Comments on: New Convolve Effect in REBOL/View 1.3.2
If you have not already done so, I invite you to check out the new convolve effect in the lastest release of REBOL/View. It's fun to try.
In a nutshell, the convolve effect implements a graphics convolution operation over an image. You can think of convolution as a sort of moving average over the nearby pixels of an image. Using it, you can create a wide range of image processing effects, such as blur, sharpen, edge detection, emboss, and more. So, it's a general image operator.

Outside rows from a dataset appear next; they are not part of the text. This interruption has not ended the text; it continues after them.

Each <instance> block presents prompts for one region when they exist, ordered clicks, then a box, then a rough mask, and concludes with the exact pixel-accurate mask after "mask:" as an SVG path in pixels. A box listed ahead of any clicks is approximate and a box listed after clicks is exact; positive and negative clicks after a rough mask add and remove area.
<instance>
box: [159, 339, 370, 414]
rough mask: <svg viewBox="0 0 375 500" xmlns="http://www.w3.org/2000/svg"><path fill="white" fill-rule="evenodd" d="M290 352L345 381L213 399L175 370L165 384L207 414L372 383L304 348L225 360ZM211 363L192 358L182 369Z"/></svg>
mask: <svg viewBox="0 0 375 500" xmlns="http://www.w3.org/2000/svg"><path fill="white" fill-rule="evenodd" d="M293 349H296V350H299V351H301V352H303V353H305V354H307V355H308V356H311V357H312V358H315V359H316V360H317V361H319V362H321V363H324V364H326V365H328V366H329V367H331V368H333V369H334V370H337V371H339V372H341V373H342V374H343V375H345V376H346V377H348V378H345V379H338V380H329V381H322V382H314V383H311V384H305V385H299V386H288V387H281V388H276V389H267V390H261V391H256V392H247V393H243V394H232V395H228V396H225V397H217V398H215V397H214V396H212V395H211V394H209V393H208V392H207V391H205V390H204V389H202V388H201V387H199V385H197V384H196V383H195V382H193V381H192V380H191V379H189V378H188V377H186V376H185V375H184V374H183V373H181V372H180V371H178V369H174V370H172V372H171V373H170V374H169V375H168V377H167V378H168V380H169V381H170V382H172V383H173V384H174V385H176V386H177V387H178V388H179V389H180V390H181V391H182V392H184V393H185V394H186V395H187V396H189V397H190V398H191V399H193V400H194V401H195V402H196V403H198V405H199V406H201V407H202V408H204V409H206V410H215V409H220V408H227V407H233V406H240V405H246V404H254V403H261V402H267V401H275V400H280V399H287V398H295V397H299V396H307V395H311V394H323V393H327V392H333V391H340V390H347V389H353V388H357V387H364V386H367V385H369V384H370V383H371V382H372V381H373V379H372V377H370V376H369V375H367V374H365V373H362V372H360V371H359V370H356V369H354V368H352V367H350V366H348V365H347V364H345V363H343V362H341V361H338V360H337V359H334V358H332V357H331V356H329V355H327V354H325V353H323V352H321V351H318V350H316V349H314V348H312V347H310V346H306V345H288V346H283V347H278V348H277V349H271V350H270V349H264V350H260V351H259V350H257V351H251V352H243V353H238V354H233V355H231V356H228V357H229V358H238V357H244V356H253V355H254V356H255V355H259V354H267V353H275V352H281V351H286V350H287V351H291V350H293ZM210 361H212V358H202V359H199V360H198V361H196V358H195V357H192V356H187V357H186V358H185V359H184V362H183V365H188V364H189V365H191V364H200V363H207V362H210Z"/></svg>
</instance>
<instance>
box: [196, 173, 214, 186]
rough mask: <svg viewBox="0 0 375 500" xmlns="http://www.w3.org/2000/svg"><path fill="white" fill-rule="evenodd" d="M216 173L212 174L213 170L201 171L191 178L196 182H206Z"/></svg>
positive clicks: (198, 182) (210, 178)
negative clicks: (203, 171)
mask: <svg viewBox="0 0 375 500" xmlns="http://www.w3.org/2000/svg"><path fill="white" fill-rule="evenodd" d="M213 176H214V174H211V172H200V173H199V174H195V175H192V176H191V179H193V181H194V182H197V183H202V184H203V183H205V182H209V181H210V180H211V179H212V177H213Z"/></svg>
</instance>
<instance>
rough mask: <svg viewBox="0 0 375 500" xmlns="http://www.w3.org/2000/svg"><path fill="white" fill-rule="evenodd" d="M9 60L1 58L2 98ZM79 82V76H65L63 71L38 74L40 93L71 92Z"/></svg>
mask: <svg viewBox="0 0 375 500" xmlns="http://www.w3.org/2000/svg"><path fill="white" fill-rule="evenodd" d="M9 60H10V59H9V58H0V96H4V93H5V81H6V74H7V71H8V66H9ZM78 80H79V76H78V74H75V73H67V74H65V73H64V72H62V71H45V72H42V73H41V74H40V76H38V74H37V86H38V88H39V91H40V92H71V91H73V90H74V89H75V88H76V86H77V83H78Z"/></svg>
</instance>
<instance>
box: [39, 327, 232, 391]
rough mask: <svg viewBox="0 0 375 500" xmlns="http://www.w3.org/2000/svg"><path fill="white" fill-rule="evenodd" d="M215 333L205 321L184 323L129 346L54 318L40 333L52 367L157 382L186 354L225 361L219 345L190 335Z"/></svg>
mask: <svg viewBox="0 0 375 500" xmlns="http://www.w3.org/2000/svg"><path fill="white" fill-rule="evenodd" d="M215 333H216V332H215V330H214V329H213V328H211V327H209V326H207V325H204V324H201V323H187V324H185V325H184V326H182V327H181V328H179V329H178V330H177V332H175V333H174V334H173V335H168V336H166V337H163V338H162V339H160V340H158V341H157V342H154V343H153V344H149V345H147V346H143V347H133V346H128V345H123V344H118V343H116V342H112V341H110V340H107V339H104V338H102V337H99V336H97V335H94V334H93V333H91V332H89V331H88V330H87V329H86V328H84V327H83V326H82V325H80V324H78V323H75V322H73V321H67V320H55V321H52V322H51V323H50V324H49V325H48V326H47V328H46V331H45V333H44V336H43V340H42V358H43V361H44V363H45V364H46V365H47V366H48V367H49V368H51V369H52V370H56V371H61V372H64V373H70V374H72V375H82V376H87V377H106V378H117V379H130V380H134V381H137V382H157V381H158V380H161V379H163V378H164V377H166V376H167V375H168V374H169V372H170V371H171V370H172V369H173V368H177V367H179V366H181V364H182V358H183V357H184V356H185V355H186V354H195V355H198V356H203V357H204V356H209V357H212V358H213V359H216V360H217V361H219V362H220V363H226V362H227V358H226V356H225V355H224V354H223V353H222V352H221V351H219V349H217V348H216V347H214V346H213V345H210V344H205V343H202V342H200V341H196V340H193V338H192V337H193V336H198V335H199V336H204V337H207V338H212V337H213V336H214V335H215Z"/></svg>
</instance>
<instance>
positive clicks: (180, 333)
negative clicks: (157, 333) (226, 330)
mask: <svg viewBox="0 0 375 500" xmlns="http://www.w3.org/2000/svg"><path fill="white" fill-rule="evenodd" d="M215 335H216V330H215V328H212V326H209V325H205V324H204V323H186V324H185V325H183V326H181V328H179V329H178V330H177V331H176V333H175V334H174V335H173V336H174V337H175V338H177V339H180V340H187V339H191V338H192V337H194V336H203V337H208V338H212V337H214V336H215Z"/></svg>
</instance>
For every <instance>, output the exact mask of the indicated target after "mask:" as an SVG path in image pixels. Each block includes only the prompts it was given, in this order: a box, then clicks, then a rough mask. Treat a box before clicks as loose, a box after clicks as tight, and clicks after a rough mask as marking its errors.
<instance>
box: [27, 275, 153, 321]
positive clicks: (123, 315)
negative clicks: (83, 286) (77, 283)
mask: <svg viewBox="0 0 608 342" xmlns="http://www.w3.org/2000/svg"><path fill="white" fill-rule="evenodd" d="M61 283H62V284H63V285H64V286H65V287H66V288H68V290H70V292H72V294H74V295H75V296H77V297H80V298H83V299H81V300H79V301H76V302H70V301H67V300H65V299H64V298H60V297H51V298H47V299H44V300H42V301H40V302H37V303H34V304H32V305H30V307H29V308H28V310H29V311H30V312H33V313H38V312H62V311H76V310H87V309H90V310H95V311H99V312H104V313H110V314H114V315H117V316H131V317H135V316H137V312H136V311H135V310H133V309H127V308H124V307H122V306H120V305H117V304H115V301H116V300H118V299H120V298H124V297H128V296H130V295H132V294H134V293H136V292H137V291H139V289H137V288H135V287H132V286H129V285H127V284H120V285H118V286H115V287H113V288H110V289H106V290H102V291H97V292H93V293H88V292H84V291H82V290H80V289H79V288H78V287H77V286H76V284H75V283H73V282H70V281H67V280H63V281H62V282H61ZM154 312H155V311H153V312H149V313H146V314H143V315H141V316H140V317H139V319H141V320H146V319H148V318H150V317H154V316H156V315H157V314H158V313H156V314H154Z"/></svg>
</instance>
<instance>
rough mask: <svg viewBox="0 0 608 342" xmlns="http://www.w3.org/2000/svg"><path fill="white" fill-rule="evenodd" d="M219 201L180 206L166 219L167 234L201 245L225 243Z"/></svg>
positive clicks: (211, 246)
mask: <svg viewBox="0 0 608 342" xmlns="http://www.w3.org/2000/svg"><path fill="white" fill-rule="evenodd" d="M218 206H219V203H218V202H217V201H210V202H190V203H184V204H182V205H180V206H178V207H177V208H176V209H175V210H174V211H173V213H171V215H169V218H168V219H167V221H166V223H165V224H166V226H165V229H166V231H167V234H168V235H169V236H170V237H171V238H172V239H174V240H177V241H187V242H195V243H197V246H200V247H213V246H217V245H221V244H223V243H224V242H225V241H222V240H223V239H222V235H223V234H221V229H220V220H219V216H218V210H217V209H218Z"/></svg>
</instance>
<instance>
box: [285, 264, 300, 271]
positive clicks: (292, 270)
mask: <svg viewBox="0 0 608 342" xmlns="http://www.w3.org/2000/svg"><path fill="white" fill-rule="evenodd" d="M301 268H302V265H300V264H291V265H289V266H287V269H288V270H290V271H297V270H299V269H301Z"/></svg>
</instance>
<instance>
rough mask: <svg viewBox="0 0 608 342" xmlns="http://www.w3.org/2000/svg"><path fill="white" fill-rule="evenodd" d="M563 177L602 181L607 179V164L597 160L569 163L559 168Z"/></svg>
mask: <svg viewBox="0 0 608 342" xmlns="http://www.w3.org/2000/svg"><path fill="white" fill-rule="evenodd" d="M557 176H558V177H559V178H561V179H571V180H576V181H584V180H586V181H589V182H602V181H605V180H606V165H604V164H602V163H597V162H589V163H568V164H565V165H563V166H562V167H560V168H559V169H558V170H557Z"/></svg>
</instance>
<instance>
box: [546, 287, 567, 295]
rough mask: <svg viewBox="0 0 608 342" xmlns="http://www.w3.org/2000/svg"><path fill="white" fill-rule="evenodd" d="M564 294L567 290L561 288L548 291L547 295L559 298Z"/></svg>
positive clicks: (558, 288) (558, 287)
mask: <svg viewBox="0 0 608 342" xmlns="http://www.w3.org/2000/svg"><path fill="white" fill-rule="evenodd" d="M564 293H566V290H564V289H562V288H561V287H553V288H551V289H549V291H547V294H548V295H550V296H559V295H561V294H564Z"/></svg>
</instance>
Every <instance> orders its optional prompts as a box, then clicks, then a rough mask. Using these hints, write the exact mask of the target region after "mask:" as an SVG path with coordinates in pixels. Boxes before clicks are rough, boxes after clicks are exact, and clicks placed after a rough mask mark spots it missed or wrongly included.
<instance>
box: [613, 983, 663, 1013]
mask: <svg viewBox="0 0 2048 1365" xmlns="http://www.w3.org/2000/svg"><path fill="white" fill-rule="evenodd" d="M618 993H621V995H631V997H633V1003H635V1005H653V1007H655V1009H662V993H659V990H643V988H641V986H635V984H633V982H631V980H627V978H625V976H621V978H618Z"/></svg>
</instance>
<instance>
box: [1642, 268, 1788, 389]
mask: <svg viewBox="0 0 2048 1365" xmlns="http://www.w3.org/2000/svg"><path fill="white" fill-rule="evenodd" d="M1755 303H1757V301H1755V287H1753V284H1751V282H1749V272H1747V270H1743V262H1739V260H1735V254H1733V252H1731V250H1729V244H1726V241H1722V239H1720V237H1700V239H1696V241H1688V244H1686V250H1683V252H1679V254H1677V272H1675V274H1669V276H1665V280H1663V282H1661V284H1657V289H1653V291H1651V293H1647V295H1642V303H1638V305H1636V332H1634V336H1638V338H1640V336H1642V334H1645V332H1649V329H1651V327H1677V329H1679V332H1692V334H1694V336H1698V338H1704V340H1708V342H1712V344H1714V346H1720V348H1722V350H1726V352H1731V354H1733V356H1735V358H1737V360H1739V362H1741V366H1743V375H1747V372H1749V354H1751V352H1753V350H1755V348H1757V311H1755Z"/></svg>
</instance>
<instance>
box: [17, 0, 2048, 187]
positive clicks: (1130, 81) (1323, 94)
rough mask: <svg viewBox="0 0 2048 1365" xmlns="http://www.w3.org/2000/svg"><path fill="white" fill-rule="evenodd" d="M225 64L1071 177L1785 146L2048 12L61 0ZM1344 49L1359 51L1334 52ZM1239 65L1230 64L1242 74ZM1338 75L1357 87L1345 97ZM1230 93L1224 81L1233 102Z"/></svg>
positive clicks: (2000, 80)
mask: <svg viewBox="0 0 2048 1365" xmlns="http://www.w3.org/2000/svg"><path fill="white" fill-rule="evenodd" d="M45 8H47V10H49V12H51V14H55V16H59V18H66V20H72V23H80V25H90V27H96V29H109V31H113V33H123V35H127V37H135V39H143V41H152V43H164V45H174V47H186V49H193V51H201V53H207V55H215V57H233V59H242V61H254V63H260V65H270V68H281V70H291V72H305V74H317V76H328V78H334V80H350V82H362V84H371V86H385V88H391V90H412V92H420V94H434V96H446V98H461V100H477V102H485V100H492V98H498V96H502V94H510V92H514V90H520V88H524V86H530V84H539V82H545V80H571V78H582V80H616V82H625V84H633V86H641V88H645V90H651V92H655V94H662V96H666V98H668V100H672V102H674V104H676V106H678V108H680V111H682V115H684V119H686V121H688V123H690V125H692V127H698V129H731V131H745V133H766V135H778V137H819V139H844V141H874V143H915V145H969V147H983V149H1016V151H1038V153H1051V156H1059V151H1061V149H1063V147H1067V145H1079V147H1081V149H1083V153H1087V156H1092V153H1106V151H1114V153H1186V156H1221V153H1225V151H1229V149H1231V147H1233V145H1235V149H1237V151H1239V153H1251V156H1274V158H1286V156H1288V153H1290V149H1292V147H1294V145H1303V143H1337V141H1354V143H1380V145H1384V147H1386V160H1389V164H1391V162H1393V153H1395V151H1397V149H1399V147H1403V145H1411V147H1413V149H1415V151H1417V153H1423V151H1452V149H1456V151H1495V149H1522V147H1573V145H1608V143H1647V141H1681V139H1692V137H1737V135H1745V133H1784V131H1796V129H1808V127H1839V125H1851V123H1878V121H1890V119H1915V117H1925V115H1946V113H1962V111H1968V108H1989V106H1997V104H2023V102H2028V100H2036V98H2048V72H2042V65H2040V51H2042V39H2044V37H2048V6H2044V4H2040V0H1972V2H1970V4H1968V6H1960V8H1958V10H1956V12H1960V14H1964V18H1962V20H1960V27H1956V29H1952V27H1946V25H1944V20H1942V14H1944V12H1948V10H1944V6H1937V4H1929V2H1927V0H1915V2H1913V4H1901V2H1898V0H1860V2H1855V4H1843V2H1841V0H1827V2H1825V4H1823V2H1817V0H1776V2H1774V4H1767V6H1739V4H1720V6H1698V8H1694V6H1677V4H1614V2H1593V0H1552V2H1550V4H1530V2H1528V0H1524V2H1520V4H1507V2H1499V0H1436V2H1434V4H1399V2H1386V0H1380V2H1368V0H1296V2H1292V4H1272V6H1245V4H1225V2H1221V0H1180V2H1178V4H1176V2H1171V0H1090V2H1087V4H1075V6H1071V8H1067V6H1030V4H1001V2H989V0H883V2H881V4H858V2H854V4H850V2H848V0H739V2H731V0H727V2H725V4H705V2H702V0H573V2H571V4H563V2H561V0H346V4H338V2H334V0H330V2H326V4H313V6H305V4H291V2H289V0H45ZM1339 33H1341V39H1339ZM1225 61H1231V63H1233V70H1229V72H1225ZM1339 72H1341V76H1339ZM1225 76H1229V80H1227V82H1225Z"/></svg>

To see a demo, click on the Convolve icon in the REBOL viewtop (desktop) demos folder. Click on "Emboss 2" to see a heavy emboss operation.
Use the given images, or try it on your own images. Modify the matrix (at top right) or the other arguments to discover some of your own interesting effects.
To use convolve in your program, it is provided as a face effect that takes the form:
CONVOLVE matrix divisor bias grey-flag convolve: [ matrix [block!] "Nine numbers that form a 3x3 matrix" divisor [number!] "Scales the result" bias [number!] "Adds to the luma of the pixel 0-255" grey-flag [logic!] "Converts to greyscale during the process" ]
Everything other than the matrix are optional. If not provided, the divisor uses a computed average value and the bias is zero.
Here is an example that shows how to create a custom effect, a sort of motion blur:
img: load-thru/binary http://www.rebol.com/view/demos/coast.jpg motion-blur: [ 0 0 1 0 0 0 1 0 0 ] view layout [box img effect reduce ['convolve motion-blur]]
Here is a deep emboss that uses the optional arguments:
deep-emboss: [ 2 0 0 0 -1 0 0 0 -1 ] view layout [ box img effect reduce ['convolve motion-blur 1 128 true] ]
To use other effects, just take a look at the source code for the Convolve script mentioned above.
You can thank Richard "Cyphre" Smolak for this new convolve effect. Although an integer-based version has long been part of REBOL/View (to do the emboss effect), it was never exported. Richard's version also allows the decimal-based matrix and the extra arguments. (Richard also wrote the handy Convolve demo mentioned above.)